Who wouldn't want that? That's an admittedly uncharitable interpretation of an argument frequently raised at MedRants in relation to primary care providers. Primary care providers are compensated poorly in comparison to many specialists and, although compensated quite royally in comparison to the average working adult, that's the measure a lot of medical students use when choosing their eventual field of practice. Also, the current insurance compensation scheme pays per service provided, so to maximize income healthcare providers need to cram more patient care into less time. So we're presented with two arguments,
It will improve patient care to allow doctors to spend more time with their patients, and thus compensation schemes should be adjusted to compensate doctors for their time as opposed to by service or procedure provided; and
To encourage more doctors to enter the field of primary care, where more practitioners are desperately needed, we should increase their compensation to a level that approaches or matches the compensation received by specialists.
The notion of paying per service or procedure appears to come from the idea that a particular action by the doctor could be performed in a set number of minutes, and compensation should be tied to performance and not to time actually spent with a patient. The efficient doctor sees more patients and earns more money. A doctor who is less efficient earns less money. I do have sympathy for a doctor who attempts to improve patient care by spending more time with each patient, sometimes a lot more time, and that doing so often will benefit patients.

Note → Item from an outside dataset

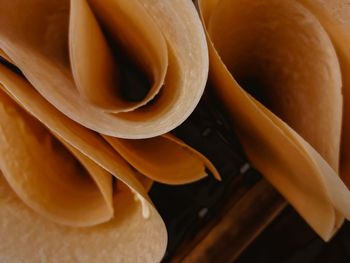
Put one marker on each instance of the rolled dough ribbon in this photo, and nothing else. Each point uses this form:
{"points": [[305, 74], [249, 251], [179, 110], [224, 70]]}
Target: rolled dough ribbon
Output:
{"points": [[64, 172], [69, 190], [281, 70], [73, 53]]}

The problem is, no insurer or employer will ever completely abandon efficiency measures. Doctors getting paid a salary will be expected to complete the work assigned to them. Those compensating doctors for the services they provide will never approve of a system where a doctor is paid to spend an hour talking to a patient before performing the procedure or service that brought the patient to the doctor. Many patients would like the opportunity to spend more time with their doctors, and concierge practices usually do provide that possibility, but few can afford that luxury.
I will grant that a salaried doctor can negotiate with his employer to have more time to spend with patients, and as the cost of the doctor is fixed the employer will be able to make budget and staffing decisions with that negotiated workload in mind. But for doctors who aren't traditional employees, as soon as you bring efficiency into the equation we're back in the same situation. Whatever the compensation, if it's possible to earn more by cramming more patients into the day, many doctors will do exactly that. And the doctors who choose not to do so will once again complain that they're being undercompensated in relation to their peers because of the time they're spending with their patients. Remember, the issue isn't that doctors can't spend more time with patients even under the current compensation scheme - the issue is that they want to be able to do so while earning the same or more money.
Another approach might be to assign an amount of time to each medical service, such that doctors would be compensated by the service, would have ample time to spend with their patients for each procedure, while capping the number of minutes they could claim for any particular day's work. I don't think it's much of a solution, as even assuming the limits could be policed and enforced, some doctors would invest that time in patient care while others would see it as a mechanism for getting out of the office by noon each day - see patients as quickly as possible, then call it a day. Meanwhile doctors would be able to see fewer patients, exaggerating the already existing shortage of primary care providers. As you can see, I'm having a hard time envisioning a compensation scheme along this line that would actually work.
The proposal to pay primary care physicians more isn't of itself unreasonable, as it does appear that the best way to attract more physicians into primary care is to reduce the differential (or anticipated differential) between primary care earnings and specialist earnings. Another way to tackle the issue might be to reduce compensation for specialist care and use that money to boost primary care compensation, but that would be a complex undertaking and I expect that it would be vehemently resisted by doctors.
But aren't we really just presenting another twist on the concept of "relative poverty" - that poverty shouldn't be measured by what you do or don't have, but by comparing your assets and income to those of your peers? If we were to simply offer an across-the-board increase in the amount provided as compensation for primary care services, how long would it be before specialists were demanding a similar raise? (I don't think the ink would even be dry on the new compensation schedule before those demands came in). And if granted, we're back where we began - with a continued, significant differential between primary and specialist care, with a similar distortion of how medical students choose their areas of practice - but at a significantly higher cost to patients.
Although Dr. Centor links with approval to the argument that medicine should not be about money, and granting that his primary concern is to improve the quality of medical practice and not doctor compensation, the only incentives he points to and the only reforms he proposes revolve around money. There are other approaches to the problems that could be discussed. For example, even though I'm sure Dr. Centor could provide a good argument why doctors would do the job better, patients with more complex health needs could be assigned a case manager, LPN, or physician's assistant to monitor their care and help them better understand their options at a significantly lower cost than assigning those same tasks to a doctor.
I appreciate Dr. Centor's argument that "We must eschew any system that discourages us from spending time with patients", but I unfortunately have yet to hear any explanation of how that can be done except in the context of concierge medicine, or possibly by somehow bringing a Mayo-style (salaried) practice to the rest of the country.